God didn’t smile on chattel slavery anyplace. The new Confederacy would have been stronger sans that institution — not weaker.
Slavery has been dead well over a hundred years; but we’re still paying reparations via Michelle’s lavish vacations. :o)
- Scripture deals more with the right attitude of the slave toward the master than it does any condemning of the master.
Few of the Confederate soldiers actually owned slaves.
- Now any talk of secession is moot, for anybody, for any reason - except maybe Texas; but I suppose the Northern liberal states would object with drones and bullets if she tried it.
It was a high stakes game for property, agriculture and cheap labor.
The coming industrial revolution (cotton gin, harvesters, mechanical inventions for agriculture) was to reduce the need for manual labor of any kind on the farm. And it was to solidify the conglomerates and bank control and reduction of the family farm.
Several panics and depressions later, brought on by the industrial/banking cycles of debt demand— brought us to today.

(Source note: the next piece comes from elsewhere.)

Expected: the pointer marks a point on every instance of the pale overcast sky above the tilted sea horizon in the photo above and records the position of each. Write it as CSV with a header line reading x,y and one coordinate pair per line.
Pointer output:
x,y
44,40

Try as they did through the Grange movement and Co-ops, they could not overcome internationalism, a generated two World Wars that removed generations of inheriting farmers.
What is surprising here is that so many “conservatives” do not know how Progressivism masqueraded as “conservative” in the expansion of US colonial interests— at the expense of the family farm. And farce presidential elections like the one (another one) we just had. There are others in control now-— they think.